Şimdi burada bir parantez açıp cinsel pazar değeri ile ilgili fena halde yanlış anlaşılan bir şeye değineyim. Bunu CPD grafiğinin mucidi Rollo Tomassi de söylüyor. İyi dinleyin:

Bir erkeğin CPD’sinin 36-38 yaşlarında, kadının 22-24 yaşlarında tepeye çıkıyor olması, 38’lik abiler 23’lük kızlarla takılır, 23’lük kızlar “ben zirvemdeyim o zaman zirvedeki 38 lik abilere bakarım” der, 38’lik abiler “23 benim için ideal” der ya da 38lik abiler 25 yaş üstüne bakmasın anlamına gelmiyor! Bunun çok basit bir anlamı var. Bir erkeğin en çok kadın ilgisi gördüğü yaş 36-38 demek, o kadınların çoğu yine 28-30 üstü kadınlar. Ha erkek olarak avantaj, o yaşta bile 23 yaşında bir kızla birlikte olabilmek ama bu norm değil.
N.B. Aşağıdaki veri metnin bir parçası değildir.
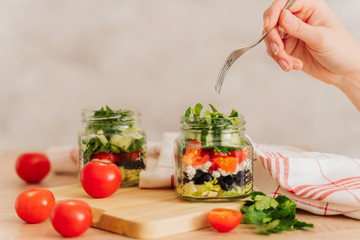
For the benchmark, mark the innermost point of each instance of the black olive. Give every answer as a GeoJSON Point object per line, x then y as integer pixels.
{"type": "Point", "coordinates": [229, 179]}
{"type": "Point", "coordinates": [207, 177]}
{"type": "Point", "coordinates": [240, 178]}
{"type": "Point", "coordinates": [198, 174]}
{"type": "Point", "coordinates": [226, 183]}
{"type": "Point", "coordinates": [186, 180]}
{"type": "Point", "coordinates": [200, 177]}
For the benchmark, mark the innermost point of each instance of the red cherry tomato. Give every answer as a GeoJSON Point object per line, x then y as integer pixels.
{"type": "Point", "coordinates": [34, 205]}
{"type": "Point", "coordinates": [32, 167]}
{"type": "Point", "coordinates": [241, 155]}
{"type": "Point", "coordinates": [71, 218]}
{"type": "Point", "coordinates": [100, 179]}
{"type": "Point", "coordinates": [112, 157]}
{"type": "Point", "coordinates": [224, 220]}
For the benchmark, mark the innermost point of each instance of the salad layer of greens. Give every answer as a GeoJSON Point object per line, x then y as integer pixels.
{"type": "Point", "coordinates": [113, 136]}
{"type": "Point", "coordinates": [214, 156]}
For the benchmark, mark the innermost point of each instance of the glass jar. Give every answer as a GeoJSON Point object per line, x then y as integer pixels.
{"type": "Point", "coordinates": [115, 136]}
{"type": "Point", "coordinates": [213, 159]}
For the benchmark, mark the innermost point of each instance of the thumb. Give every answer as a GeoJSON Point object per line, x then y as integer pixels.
{"type": "Point", "coordinates": [297, 28]}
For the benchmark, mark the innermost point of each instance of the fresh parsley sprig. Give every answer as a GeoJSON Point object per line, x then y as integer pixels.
{"type": "Point", "coordinates": [271, 215]}
{"type": "Point", "coordinates": [211, 121]}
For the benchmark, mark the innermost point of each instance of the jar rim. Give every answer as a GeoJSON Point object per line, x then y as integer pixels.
{"type": "Point", "coordinates": [202, 122]}
{"type": "Point", "coordinates": [132, 113]}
istediginiz kadar yaş farkı olsun her türlü aldatilirsiniz,erkekler genç güzel kadınları her zaman ister diyenler bile var cidden insani evlilikten sogutuyolar.
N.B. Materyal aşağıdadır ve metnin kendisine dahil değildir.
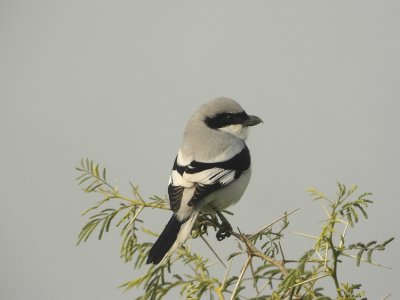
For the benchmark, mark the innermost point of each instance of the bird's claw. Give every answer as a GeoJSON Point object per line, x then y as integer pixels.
{"type": "Point", "coordinates": [224, 231]}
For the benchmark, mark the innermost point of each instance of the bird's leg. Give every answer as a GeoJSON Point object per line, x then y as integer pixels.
{"type": "Point", "coordinates": [225, 230]}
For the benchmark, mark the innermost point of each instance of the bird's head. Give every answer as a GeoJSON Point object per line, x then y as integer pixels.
{"type": "Point", "coordinates": [227, 115]}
Bu ilginç oldu zira geçenlerde kendisi 23 yaşındayken ben de 36 yaşındayken tanıştığım kız arkadaşımla bunu konuşuyorduk. Şaka yollu ben 35 yaşındayken sen de 48 yaşında olacaksın yani ben yine sana göre çok genç olacağım diyordu. Doğru. Araya o kadar yaş farkı koymaya gerek yok ama erkeklere tavsiyem kadınlar daha hızlı yaşlandığı için bir 6 yaş ve üstü fark koymanın ideal olacağı. Fakat şunu da söyleyeyim, beni arayan ya da burada soru soran 30’lu 40’lı yaşlardaki erkeklerin büyük çoğunluğu yine aynı yaşlarda kadınlarla birliktelik içinde oluyorlar yani 30’u geçtim, 40’ı geçtim bana kimse bakmaz demeyin. Bakan sayısı azalacak ve belli yaştan sonra hızla azalacak ama çok nadir olacak diye bir şey yok.
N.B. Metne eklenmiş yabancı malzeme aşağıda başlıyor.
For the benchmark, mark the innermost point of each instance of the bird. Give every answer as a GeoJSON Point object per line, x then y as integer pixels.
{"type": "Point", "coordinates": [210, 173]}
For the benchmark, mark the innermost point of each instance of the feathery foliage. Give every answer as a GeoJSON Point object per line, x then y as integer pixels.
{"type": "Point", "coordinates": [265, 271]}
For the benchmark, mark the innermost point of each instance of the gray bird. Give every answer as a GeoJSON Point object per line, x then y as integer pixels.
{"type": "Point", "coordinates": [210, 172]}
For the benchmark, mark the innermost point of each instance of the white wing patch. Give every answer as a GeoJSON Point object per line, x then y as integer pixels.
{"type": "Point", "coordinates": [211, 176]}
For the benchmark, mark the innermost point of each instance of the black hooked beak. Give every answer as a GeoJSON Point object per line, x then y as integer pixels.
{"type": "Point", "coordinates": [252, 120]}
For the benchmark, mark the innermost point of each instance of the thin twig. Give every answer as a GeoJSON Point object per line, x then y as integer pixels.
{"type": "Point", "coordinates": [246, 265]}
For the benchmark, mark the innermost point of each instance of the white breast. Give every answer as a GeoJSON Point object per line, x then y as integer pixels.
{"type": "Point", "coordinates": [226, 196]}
Twitter, Ekşi Sözlük gibi sosyal medya mecralarında antisosyal azınlığın çok çıkardığı pis gürültü insanı hayattan soğutur. Bu ortamlardan mümkün olduğunca uzak durun, hatta hiç girmeyin çok daha iyi. Oralarda bunları en çok bağıran adamlar 30 yaşında olmayı bırak 25 yaşında bir erkek olmayı bile bilmeyen çok genç ve genelde kadınlarla aşırı başarısız erkekler. Bazıları da ciddi ciddi 14-15 yaşında çocuk ve bu konularda yorum yapıyorlar. Bu kadar negatif olma sebepleri bir dereceye kadar öfke. Birçoğu “siz 20lerinizde bize bakmıyorsunuz ama 30larında güç bizde artık” gibi intikam karışık bir haset akıtıyorlar.

Birincisi, erkek yaşlandıkça gözüne güzel görünen kadın yaşı da artıyor. Evet bunun bir sınırı var ama mesela ben 20’li yaşlarımdayken 30-32 yaşında bir kadın güzel de olsa bana yaşlı görünürdü, şimdi gayet güzel görünüyor.

İkincisi, evlilik çocuk yetiştirmek için yapılır ve bunun farkında bir erkek bulursanız öyle gözü dışarda olmaz. Zira dışarda çapkınlık yapan adamın yuvası çocuk yetiştirmek için gerekli huzurdan yoksun olur.

Bakın biyolojik olarak yaşı 50’yi geçen erkekler bile 23 – 25 yaşında kadını arzular, özellikle yalnızken böyle genç bir kadına gözü kayar. Bu biyoloji ve bu erkeğin suçu değil. Ama bu tür bir biyoloji erkekte tek işleyen güç değil. Hipergami gibi düşünün. Kadının daha üst özelliklere sahip erkekleri arzulaması demek, karşısına çıkan her daha üst özellikte erkeğe gider demek değil ama kırmızı hap camiasında olayı böyle sanan birçok erkek var. Tersi de şimdi kadınlarda bir korku oldu.

Yalnız bayanlar, erkeklere hiçbir zaman erkek adamlığı elden bırakmayın diyorum size de hiçbir zaman bakımı, fiziksel olarak kara balinasına dönmeme çabasını ve feminen özellikleri bırakmayın diyeceğim. Kendinizi koyverirseniz aldatılma riskiniz artar, aldatılmasanız bile mutsuz bir partneriniz olur.

21 yasindayim ve bana şuan ne tavsiye edersin?

Özellikle Twitter ve Ekşi Sözlük mecralarını fazla okumamanı ve bu konularda 24 yaşına kadar düşünmemeni tavsiye ederim. Evlilik için üniversite okuyorsan 25-28 bandını, lise mezunuysan 23-26 bandını hedeflemeni, stabilite ve doymuşluk açısından senden 6 yaş ve üstü biriyle evlenmeni tavsiye ederim.